Los científicos que en el verano de 1956 se reunieron en Dartmouth College, una prestigiosa universidad de New Hampshire rodeada de preciosos bosques, querían que las máquinas usaran el lenguaje, formaran abstracciones y conceptos, resolvieran los problemas que solo podían resolver los humanos y se mejoraran a sí mismas. La literatura ya les había enseñado que con la imaginación todo se podía crear.

Antes de las máquinas habían existido seres de barro y de madera o un ser de trozos de carne muerta a la que un rayo le daba la vida. Quizá pensaron en Pinocho, en el Golem o en el monstruo de Frankenstein, y seguramente, ya les rondaba el imaginario de Asimov que en 1950 había publicado «Yo robot» y las historias de la «Fundación», con una ética clara para los robots a través de varias leyes, siendo la primera «no dañar al hombre». Había pasado poco más de una década desde el fin de la Segunda Guerra Mundial, y quedaba la Guerra Fría como la nueva sombra que marcaría muchas decisiones.

El mundo no buscaba avanzar por todas partes, para algunos el poder significaba inventar la destrucción con mayúsculas como un colmillo amenazante.  Pero ellos, los científicos que inventaron la idea de la IA, andaban fascinados con las máquinas, preocupados por los ordenadores automáticos, por la programación de los ordenadores para que usaran el lenguaje, por las neuronas hipotéticas que formarían conceptos y son ahora los modelos de aprendizaje, y por las teorías de los grandes cálculos.

Querían, como en los cuentos de hadas, un espejito mágico en forma de una máquina que pudiera dar todas las respuestas posibles. Un oráculo con más precisión que el de Delfos, un adivino que no basara sus teorías en el mal presagio de los pájaros cruzando el camino, o los posos de té en el fondo de la taza.

La literatura no busca respuestas rápidas, ni ordenar tareas repetitivas

Sin embargo, eran también conscientes de que había ingredientes misteriosos, como la aleatoriedad y la creatividad, y tenían la conjetura de que la diferencia entre el pensamiento creativo y el pensamiento competente no imaginativo residía en la inyección de algo de aleatoriedad.
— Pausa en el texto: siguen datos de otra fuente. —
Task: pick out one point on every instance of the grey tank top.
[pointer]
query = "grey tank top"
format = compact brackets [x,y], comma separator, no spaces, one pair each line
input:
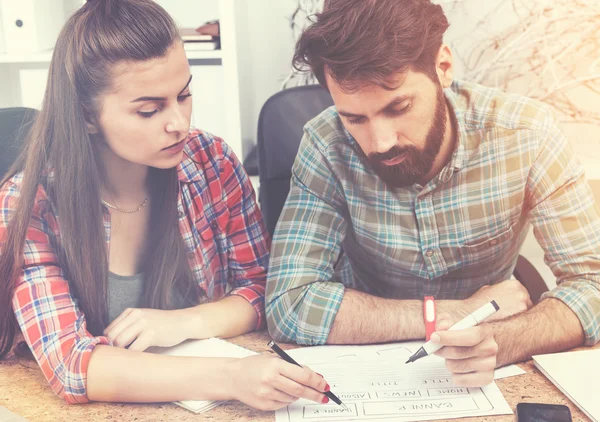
[126,292]
[123,292]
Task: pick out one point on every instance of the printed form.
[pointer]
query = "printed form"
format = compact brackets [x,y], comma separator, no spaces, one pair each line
[375,385]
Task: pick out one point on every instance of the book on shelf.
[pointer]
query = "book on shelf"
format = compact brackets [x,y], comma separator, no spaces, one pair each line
[201,45]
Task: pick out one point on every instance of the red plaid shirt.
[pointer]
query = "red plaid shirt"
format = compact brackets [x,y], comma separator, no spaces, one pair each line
[220,223]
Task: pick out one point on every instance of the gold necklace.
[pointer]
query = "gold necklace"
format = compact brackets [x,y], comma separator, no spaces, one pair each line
[124,210]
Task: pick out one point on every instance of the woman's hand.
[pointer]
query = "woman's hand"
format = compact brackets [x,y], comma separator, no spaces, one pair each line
[269,383]
[142,328]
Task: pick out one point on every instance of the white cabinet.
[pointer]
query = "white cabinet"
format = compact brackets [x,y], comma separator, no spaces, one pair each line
[220,90]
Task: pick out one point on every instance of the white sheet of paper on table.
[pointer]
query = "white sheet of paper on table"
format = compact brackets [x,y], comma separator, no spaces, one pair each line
[375,384]
[212,347]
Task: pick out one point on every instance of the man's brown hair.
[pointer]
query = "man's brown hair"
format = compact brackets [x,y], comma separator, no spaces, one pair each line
[362,42]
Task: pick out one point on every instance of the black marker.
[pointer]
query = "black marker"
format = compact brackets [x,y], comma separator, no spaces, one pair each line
[289,359]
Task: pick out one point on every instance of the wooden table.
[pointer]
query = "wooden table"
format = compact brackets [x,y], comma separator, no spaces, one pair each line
[24,391]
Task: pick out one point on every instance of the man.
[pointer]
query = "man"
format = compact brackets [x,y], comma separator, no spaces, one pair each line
[416,185]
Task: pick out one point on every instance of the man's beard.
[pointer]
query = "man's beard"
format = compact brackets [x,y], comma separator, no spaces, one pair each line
[417,162]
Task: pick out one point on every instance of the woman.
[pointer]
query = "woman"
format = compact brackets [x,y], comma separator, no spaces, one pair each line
[121,230]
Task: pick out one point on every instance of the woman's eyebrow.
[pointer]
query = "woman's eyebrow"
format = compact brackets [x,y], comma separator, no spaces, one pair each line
[162,98]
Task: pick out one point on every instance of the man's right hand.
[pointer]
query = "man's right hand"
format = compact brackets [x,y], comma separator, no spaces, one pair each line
[510,295]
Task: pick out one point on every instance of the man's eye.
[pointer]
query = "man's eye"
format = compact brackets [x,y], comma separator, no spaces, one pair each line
[397,112]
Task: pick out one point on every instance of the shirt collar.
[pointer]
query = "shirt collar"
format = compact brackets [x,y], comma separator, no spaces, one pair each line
[187,170]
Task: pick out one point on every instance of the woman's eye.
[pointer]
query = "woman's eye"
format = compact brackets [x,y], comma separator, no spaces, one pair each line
[147,114]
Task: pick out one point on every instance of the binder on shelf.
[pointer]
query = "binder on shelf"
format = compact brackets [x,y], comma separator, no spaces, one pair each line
[191,35]
[30,26]
[201,45]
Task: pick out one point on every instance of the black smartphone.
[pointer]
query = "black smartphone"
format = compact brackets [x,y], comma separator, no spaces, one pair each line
[540,412]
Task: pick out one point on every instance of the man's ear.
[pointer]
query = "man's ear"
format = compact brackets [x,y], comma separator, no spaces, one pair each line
[444,66]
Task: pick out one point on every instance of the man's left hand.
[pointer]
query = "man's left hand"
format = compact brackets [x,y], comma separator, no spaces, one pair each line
[470,353]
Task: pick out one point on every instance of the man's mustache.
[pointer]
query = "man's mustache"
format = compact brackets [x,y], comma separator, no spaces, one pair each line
[392,153]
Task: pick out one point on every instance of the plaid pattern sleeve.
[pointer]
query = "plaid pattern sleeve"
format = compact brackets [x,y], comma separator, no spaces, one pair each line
[303,297]
[566,223]
[249,242]
[49,318]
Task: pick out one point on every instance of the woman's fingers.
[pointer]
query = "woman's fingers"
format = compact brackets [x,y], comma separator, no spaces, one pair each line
[295,389]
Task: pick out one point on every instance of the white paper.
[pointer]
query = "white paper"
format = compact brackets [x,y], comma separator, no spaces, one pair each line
[386,349]
[576,374]
[375,384]
[212,347]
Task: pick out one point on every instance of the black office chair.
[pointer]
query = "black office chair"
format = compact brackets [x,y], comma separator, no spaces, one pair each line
[280,129]
[15,124]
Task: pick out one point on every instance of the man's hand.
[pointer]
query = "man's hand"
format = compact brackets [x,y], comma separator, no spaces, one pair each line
[470,353]
[142,328]
[510,295]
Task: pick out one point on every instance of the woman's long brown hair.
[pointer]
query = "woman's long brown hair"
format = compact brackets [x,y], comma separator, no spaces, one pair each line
[99,35]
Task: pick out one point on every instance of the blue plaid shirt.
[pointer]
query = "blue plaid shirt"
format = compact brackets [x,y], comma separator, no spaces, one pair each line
[512,168]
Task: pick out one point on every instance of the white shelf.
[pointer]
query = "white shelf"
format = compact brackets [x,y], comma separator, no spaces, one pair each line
[43,57]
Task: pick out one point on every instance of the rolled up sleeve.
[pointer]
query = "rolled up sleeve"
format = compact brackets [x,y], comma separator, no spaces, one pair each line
[566,223]
[302,296]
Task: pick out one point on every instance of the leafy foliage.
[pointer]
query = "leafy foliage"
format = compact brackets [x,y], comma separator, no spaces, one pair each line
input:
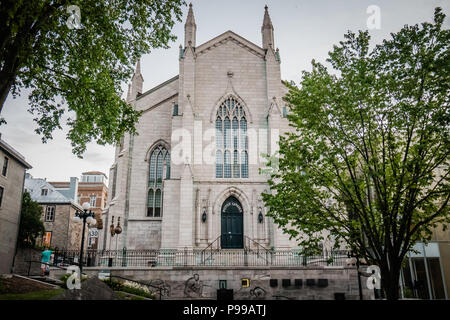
[77,73]
[367,162]
[31,226]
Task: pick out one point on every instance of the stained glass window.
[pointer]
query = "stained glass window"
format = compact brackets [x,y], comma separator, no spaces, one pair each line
[231,140]
[158,158]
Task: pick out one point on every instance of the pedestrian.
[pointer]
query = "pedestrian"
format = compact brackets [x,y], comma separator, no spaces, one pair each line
[45,260]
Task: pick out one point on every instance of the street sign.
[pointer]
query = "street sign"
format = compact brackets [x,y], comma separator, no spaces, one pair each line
[93,233]
[104,274]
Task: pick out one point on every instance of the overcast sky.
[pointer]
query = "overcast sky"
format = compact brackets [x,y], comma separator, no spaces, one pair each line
[304,30]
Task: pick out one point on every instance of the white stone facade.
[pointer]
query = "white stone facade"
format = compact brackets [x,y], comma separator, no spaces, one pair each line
[227,65]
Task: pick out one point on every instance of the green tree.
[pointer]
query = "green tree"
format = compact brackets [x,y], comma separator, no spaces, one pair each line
[76,73]
[31,226]
[367,162]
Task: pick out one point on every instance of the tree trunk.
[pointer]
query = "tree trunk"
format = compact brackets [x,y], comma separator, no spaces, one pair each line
[390,282]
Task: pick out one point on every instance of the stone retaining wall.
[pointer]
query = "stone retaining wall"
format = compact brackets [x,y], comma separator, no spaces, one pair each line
[264,283]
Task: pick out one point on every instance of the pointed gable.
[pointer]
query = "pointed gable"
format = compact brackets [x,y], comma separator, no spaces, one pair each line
[233,37]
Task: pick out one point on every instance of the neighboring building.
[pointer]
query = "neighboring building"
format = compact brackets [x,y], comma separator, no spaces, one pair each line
[227,85]
[12,175]
[426,274]
[58,212]
[93,189]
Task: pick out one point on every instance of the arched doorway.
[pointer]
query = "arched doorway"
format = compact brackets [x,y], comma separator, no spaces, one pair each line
[232,235]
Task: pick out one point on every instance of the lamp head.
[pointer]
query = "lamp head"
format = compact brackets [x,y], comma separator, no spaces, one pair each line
[86,206]
[204,216]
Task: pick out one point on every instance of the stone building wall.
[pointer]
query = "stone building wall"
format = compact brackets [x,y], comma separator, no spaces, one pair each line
[10,207]
[265,283]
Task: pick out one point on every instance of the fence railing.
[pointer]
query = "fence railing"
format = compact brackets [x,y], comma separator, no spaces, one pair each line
[189,257]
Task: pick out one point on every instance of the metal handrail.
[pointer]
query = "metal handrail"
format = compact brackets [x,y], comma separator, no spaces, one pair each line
[46,263]
[258,246]
[202,253]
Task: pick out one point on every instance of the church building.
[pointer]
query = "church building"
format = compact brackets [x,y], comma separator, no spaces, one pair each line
[191,177]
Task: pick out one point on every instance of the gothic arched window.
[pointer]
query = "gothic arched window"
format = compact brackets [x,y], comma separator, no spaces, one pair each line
[159,157]
[231,140]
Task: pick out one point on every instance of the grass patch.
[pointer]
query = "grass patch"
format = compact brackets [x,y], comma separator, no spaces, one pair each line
[124,296]
[36,295]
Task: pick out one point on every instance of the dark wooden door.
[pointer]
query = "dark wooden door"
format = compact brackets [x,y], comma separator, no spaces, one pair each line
[232,224]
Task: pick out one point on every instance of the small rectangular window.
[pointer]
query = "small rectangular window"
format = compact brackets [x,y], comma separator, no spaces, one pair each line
[50,214]
[93,200]
[47,239]
[5,167]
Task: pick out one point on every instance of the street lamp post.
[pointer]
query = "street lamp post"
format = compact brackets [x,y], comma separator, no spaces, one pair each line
[84,216]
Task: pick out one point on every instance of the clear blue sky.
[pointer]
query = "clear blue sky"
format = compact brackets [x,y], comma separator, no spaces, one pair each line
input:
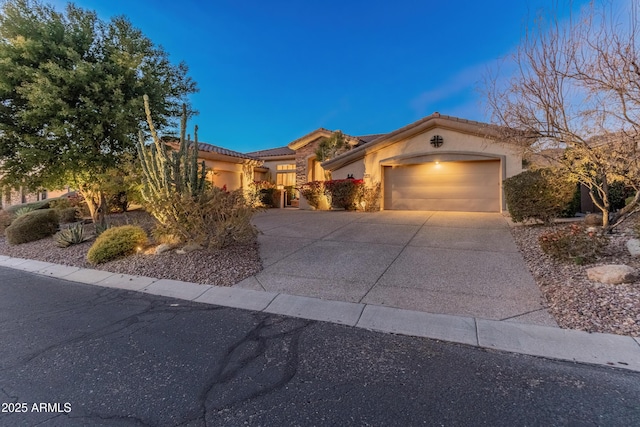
[270,71]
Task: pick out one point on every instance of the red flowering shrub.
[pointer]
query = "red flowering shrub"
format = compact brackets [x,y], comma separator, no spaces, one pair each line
[313,191]
[344,192]
[573,243]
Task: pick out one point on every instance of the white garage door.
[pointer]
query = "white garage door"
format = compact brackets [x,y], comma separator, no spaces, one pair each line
[470,186]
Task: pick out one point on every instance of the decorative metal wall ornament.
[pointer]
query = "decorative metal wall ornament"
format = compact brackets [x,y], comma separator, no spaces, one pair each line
[437,141]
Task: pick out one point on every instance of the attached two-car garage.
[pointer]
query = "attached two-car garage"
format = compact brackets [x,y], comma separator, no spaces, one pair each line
[438,163]
[470,186]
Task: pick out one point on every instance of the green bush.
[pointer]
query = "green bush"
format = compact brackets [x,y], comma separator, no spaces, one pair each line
[59,203]
[116,242]
[370,196]
[215,219]
[541,194]
[344,192]
[72,235]
[42,204]
[314,192]
[23,210]
[270,197]
[68,215]
[32,226]
[573,243]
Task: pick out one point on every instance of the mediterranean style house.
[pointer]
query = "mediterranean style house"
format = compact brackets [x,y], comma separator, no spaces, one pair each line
[437,163]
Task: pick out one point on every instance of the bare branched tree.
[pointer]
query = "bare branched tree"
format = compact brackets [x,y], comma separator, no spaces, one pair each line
[575,97]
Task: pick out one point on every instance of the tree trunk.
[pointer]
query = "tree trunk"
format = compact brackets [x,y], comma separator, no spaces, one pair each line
[97,204]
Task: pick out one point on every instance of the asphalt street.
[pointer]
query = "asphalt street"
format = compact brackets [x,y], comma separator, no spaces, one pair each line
[78,355]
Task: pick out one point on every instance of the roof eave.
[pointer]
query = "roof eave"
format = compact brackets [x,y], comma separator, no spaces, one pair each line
[420,126]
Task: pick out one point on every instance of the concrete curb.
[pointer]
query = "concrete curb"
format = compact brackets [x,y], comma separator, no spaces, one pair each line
[542,341]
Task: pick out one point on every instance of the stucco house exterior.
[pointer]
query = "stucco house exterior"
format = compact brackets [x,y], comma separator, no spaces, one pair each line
[440,163]
[437,163]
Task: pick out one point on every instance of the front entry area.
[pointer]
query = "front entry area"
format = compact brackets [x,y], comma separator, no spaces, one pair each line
[464,186]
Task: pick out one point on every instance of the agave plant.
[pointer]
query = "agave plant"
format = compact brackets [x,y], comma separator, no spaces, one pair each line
[71,235]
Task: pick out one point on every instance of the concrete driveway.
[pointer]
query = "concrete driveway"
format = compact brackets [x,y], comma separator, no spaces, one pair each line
[439,262]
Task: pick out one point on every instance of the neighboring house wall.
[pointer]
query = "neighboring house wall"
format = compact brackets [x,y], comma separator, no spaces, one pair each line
[17,197]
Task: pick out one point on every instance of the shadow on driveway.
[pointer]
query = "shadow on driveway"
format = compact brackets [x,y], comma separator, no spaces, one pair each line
[440,262]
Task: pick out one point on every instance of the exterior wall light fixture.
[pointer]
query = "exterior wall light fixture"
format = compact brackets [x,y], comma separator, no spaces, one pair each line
[437,141]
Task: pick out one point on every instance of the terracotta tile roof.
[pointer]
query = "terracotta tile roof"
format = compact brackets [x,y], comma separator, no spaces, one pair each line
[203,146]
[271,152]
[369,138]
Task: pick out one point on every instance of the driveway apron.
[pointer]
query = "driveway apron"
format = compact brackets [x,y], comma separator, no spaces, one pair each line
[439,262]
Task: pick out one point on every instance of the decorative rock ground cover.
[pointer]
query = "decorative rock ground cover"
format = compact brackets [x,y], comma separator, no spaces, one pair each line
[575,301]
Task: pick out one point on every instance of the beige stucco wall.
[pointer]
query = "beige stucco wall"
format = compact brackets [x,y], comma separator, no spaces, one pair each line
[417,146]
[457,146]
[273,167]
[229,174]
Así definieron las corazonadas, esa intuición que interviene en el espacio de lo aleatorio. Querían que las máquinas nos imitasen, jugaban como niños con muñecos. Se anticiparon a este presente de simulacros en donde las máquinas distraen la imaginación de los humanos y les hacen olvidar que su cerebro es esponjoso y está lleno de amor, porque el amor, la empatía y las ganas de estar vivos, los fabricamos nosotros, no un cúmulo de palabras que imitan todas nuestras voces.

¿Para qué metemos a la literatura en ese espacio tecnológico que no tiene nada que ver, y que realmente se ha diseñado para gestionar datos? La literatura no busca respuestas rápidas, ni ordenar tareas repetitivas, ni analizar datos.

El escritor habita en el sosiego de su escritura, el lector en el disfrute de las palabras. Cualquier otro intento de hacer literatura fuera del aliento del que escribe se denomina plagio, las tecnologías han modernizado la vieja falsificación. Los que sueñan con ser escritores sin esfuerzo y usan la IA son los nuevos ladrones que dejaron la cueva y se esconden en la suma de datos y algoritmos.


Ana Merino es escritora, galardonada con el Premio Nadal 2020, y directora de la Cátedra Planeta de Literatura y Sociedad.